Covariance and contravariance in C++
Today I’d like to try to explain covariance and contravariance, and the many places we see that notion pop up in C++.
Covariance and contravariance, by example
Consider the following veterinary analogy. We have the notion of an animal. All animals can make noise. Cats are animals. Horses are animals that you can ride.
struct Animal {
virtual void make_noise() = 0;
virtual ~Animal() = default;
};
struct Cat : Animal {
void make_noise() override { puts("meow"); }
};
struct Horse : Animal {
void make_noise() override { puts("neigh"); }
virtual void ride() { puts("okay sure"); }
};
Crucially, it is part of the static type system that you can’t
ride cats. It’s not just that you try and it throws an exception, or
something; cats literally don’t have a ride
method. Okay?
Now we add a producer of animals; let’s say, an animal breeder.

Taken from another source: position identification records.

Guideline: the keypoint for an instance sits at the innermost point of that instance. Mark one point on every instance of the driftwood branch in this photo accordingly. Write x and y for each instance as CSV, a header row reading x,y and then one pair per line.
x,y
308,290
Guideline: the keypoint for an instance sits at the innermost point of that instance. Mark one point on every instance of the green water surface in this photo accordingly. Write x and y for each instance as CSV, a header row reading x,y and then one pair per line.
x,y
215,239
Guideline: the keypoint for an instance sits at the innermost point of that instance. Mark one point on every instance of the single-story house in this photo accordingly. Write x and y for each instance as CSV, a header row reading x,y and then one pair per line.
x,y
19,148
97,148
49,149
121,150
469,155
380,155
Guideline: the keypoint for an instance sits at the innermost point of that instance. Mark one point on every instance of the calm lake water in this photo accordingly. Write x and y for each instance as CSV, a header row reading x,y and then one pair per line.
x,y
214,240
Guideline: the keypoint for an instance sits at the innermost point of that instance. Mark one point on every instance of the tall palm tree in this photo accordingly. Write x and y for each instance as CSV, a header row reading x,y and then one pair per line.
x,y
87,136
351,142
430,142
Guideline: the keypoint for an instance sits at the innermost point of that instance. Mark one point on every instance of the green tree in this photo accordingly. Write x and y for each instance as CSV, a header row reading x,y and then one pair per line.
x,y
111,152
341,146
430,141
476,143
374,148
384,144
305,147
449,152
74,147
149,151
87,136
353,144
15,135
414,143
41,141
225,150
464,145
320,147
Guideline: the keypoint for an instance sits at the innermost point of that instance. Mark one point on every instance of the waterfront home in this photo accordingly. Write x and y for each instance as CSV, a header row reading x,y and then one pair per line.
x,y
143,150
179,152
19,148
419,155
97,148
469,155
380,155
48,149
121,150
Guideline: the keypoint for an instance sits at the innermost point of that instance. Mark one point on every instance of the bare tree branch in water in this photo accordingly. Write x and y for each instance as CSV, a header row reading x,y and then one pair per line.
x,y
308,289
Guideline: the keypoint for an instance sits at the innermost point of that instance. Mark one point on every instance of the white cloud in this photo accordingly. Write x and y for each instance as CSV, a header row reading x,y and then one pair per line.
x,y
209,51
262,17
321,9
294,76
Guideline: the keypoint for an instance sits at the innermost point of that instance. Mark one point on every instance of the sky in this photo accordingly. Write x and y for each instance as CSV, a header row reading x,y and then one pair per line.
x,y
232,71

(I was going to say “a mama animal,” but then we’d have to decide
whether to express that a MamaCat
was both a MamaAnimal
and a Cat
,
and that way lies madness.)
struct AnimalBreeder {
virtual Animal *produce() = 0;
};
struct CatBreeder : AnimalBreeder {
Animal *produce() override { return new Cat; }
};
struct HorseBreeder : AnimalBreeder {
Animal *produce() override { return new Horse; }
};
Notice that a cat breeder IS-AN animal breeder. If you say to me, “Quick, I need the phone number of someone who can produce me an animal!” and I give you the number of a cat breeder, you will be happy. (That’s logic!)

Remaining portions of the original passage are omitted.